Let's stop the charade. PKR cannot rejuvenate itself with that dithering pseudo-intellectual wannabes still holding the reins. There are none so blind as those who will not see.

And none in PKR can see. So I'm not pinning my hopes on Pakatan Harapan when there is no 'harapan' (hope) with the weakest link, PKR, still battling the windmills and blaming everything and everyone but its leader.

BlueJaguar0861: The Sheraton Move was a significant setback for Anwar. No one should trust the traitor (Azmin) who initiated the move that broke the trust people had in Anwar and PKR.

Rafizi and Nurul must revive that trust. No one will ever trust Azmin anymore. All Malaysians must come together as one and remove all corrupted politicians.

The Wakandan: “This does not mean that Malay voters are any more racist than others, as all are guilty in roughly equal measures of racism.”

True. This is the hard talk. There are not many multiracial countries in the world with different ethnic groups practising their culture, language and religion distinctly. In this sense, Malaysia is rather unique.

Politics is always to garner support and the easiest way to do that in Malaysia is for each race to appeal to its own race. Any others come second.

There is no perfect formula but our forefathers in their simple way saw fit to form parties that mirrored this. Different parties for the different races then formed a coalition or an alliance.

Thus, we had Umno, MCA and MIC respectively for the three major races in Malaya. That seemed to work, for a while at least.

However, the dominant party began to up the ante, to get more support and benefit. Then things began to get awry. That’s what we have today.

PKR tried to do away with racial politics. They can only be supported by the minority races who lost out in a racial party system and the dominant race (Malays) who saw its failure. As long as that holds true, PKR would still get their support.

However, once that status quo is shifted, then by the same token, the support would be lost too.

PKR’s feature has shifted because Anwar changed his outlook in order to cater for the support of the dominant race. He flirted with the usual racism and religious factors.

Currently, more importantly, both factors – PKR multiracial appeal and BN’s failure – are not there anymore. The pre-GE14 scenario is less conspicuous now.

That’s the reason PKR lost its relevance, and both the Malays and the non-Malays began to abandon them.

PKR needs to find its essence back. And I agree with the writer, Martin. It can start with a change in leadership or at least in its policies.

Just A Malaysian: Selangor under PKR is not any better. Where I live, the trees and grass contractors were on strike for three months because the state did not pay their dues.
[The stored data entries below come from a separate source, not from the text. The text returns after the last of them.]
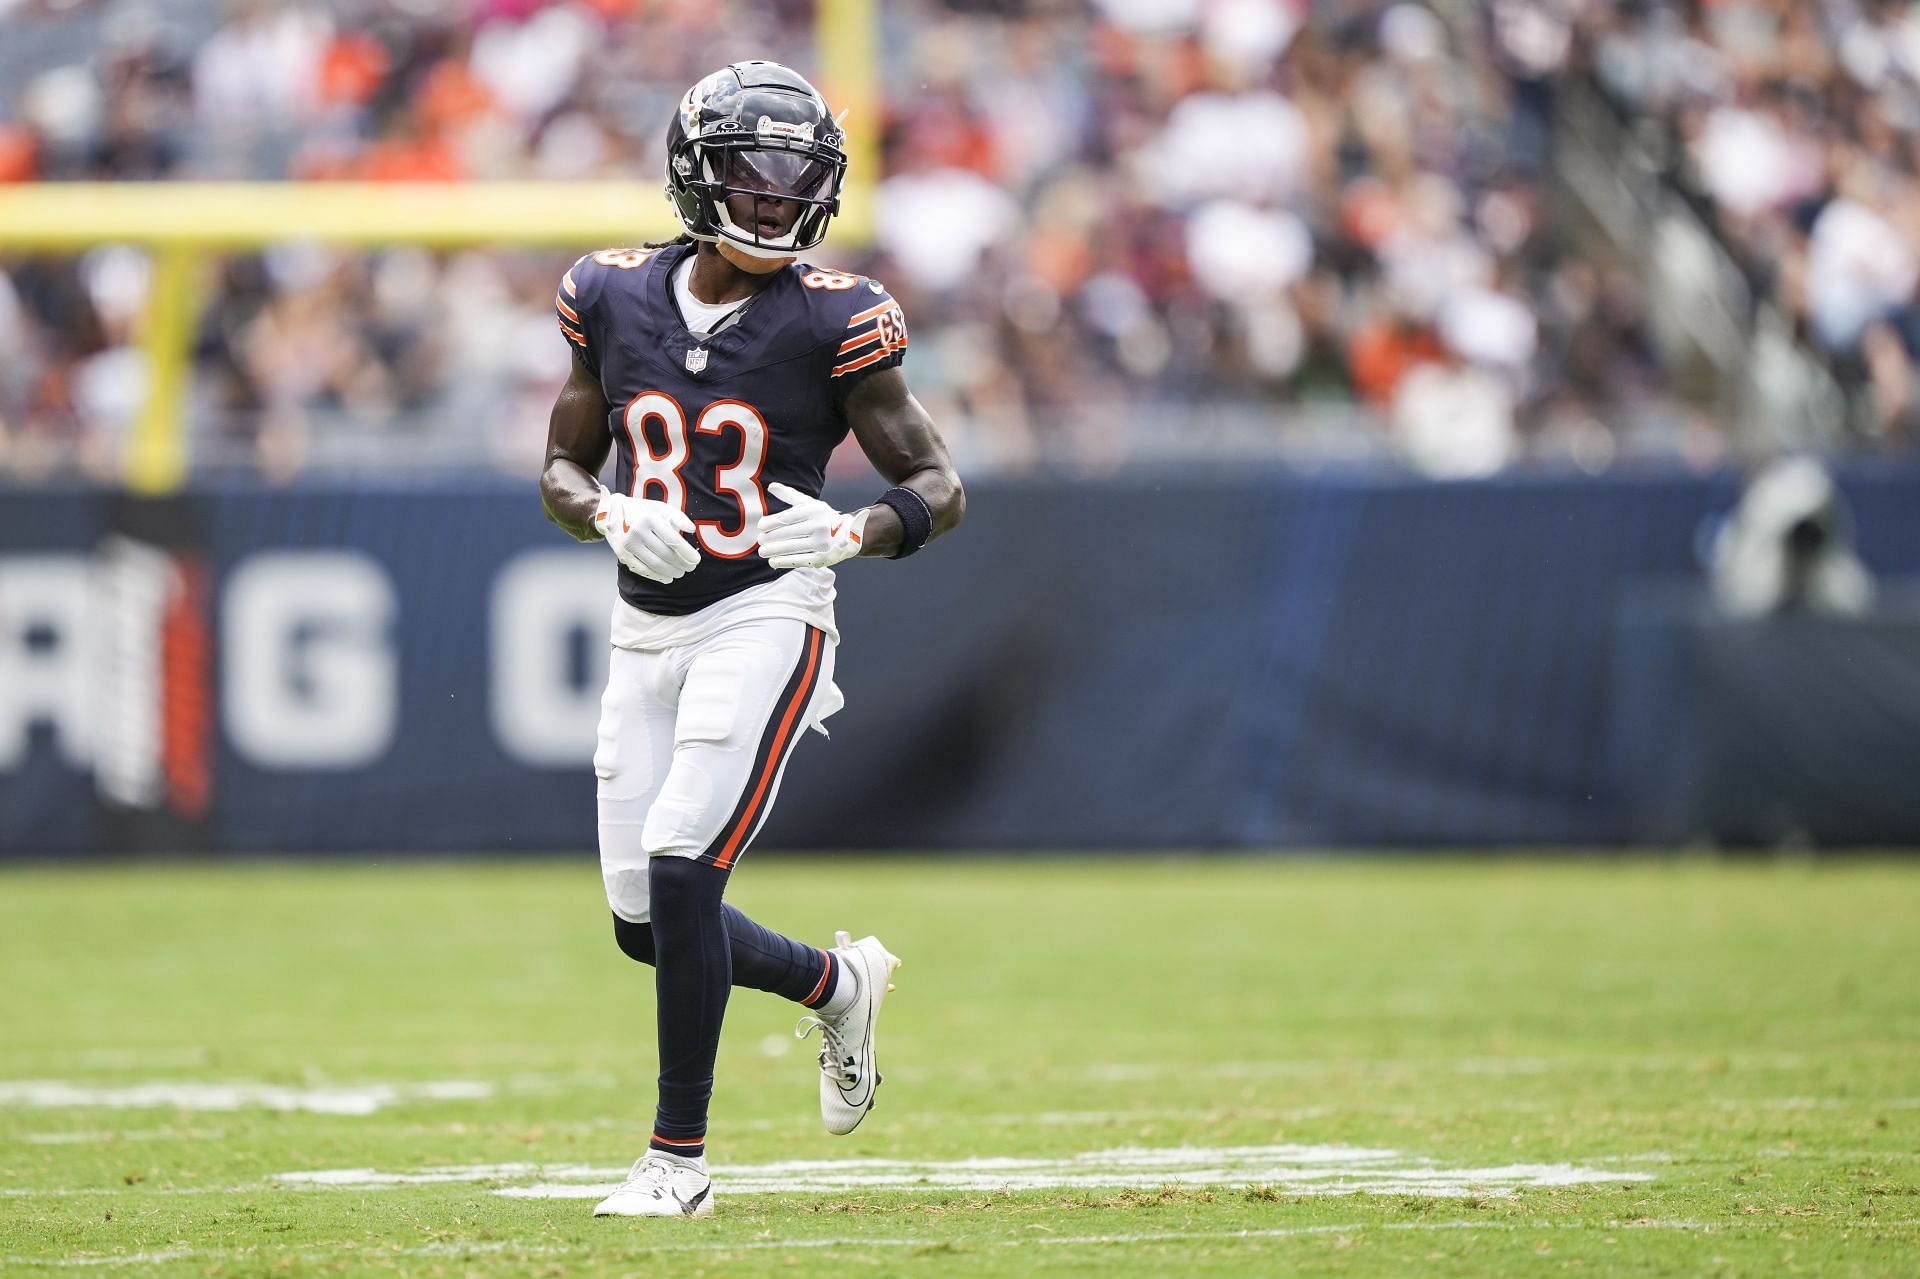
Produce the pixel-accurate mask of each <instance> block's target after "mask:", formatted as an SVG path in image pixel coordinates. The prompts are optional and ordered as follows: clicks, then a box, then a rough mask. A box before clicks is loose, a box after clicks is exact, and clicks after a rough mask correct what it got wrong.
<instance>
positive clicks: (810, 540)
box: [760, 365, 966, 568]
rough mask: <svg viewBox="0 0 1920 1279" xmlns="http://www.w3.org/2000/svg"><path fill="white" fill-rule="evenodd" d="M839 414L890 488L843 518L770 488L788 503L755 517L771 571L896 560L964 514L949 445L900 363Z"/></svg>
mask: <svg viewBox="0 0 1920 1279" xmlns="http://www.w3.org/2000/svg"><path fill="white" fill-rule="evenodd" d="M845 411H847V424H849V426H851V428H852V434H854V440H858V442H860V449H862V451H864V453H866V457H868V461H872V463H874V469H876V471H879V474H881V478H885V480H887V484H891V486H893V488H889V490H887V492H885V494H881V495H879V501H876V503H874V505H868V507H860V509H858V511H849V513H841V511H835V509H833V507H829V505H828V503H824V501H820V499H818V497H812V495H808V494H803V492H799V490H795V488H791V486H787V484H768V486H766V492H768V494H772V495H774V497H778V499H780V501H783V503H787V507H785V509H783V511H774V513H772V515H768V517H764V519H762V520H760V555H762V557H764V559H766V563H770V565H774V568H829V567H833V565H837V563H841V561H843V559H852V557H854V555H883V557H887V559H900V557H902V555H912V553H914V551H918V549H920V547H924V545H925V543H927V542H933V540H935V538H939V536H941V534H945V532H948V530H950V528H952V526H954V524H958V522H960V519H962V517H964V515H966V490H964V488H960V474H958V472H956V471H954V463H952V457H948V455H947V444H945V442H943V440H941V432H939V430H935V426H933V419H931V417H929V415H927V411H925V409H924V407H920V401H918V399H914V394H912V392H910V390H906V374H902V373H900V369H899V365H895V367H891V369H881V371H877V373H870V374H868V376H866V378H862V380H860V384H858V386H854V388H852V392H851V394H849V396H847V409H845Z"/></svg>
Town centres were dirty and messy.

Compared that to Penang, the management all the way down to the local council is efficient, smart and clean.

PKR is just another Umno using multiracialism as a selling point. Buck up PKR or you will end up as a party with only one seat in Permatang Pauh.

Headhunter: Let the PKR polls be a civil contest and may the best team win. With Azmin and his traitorous gang out of the picture, there is no reason why it should not be a friendly contest.

PKR still have time to reverse its poor image if it shows unity. Every political party has opposing camps but it's how they present themselves during and after elections that matters.